Large Result Offloading

When MIF operations return large result sets, the full payload consumes significant context window tokens in the AI assistant conversation. Large Result Offloading (LRO) specifies a protocol where results exceeding a token threshold are written to a temporary JSONL file, and the tool returns a compact prompt with the file path, schema, and ready-to-use jq recipes, enabling the assistant to selectively extract only what it needs.

Motivation

Context windows are finite and expensive. A recall_memories call returning 200 memories at Full detail can easily exceed 40,000 tokens, consuming half or more of the available context for raw data the assistant will typically filter or summarize. LRO preserves the full result fidelity while returning a compact inline response that guides the assistant to selectively read only the data it needs.
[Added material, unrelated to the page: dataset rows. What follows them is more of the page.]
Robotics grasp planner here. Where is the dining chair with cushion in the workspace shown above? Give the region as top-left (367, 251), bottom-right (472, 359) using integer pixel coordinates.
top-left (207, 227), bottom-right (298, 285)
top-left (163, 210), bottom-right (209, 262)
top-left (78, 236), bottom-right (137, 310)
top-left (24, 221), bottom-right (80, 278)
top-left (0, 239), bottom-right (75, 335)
LRO applies to the following operations:

Threshold Detection

LRO uses a single global token threshold to decide whether results are returned inline or offloaded to a file.

/// Global token threshold for LRO activation.
/// Results estimated to exceed this threshold are offloaded to JSONL.
/// Default: 6400 tokens. Configurable via [prompt.offload] config section.
pub const DEFAULT_OFFLOAD_THRESHOLD_TOKENS: usize = 6400;

Token estimation MUST use the same heuristic defined in Prompt Integration (Context Window Budgeting): tokens ≈ characters / 4 for Latin-script content, with model-specific tokenizers RECOMMENDED for CJK or mixed-script content.

The threshold check occurs after the operation completes but before formatting the response. Implementations MUST:

  1. Execute the operation (recall, list, search, inject) normally.
  2. Estimate the total token count of the result set at the requested detail level.
  3. If estimated_tokens > threshold_tokens, offload to JSONL and return an OffloadResponse.
  4. If estimated_tokens <= threshold_tokens, return results inline as usual.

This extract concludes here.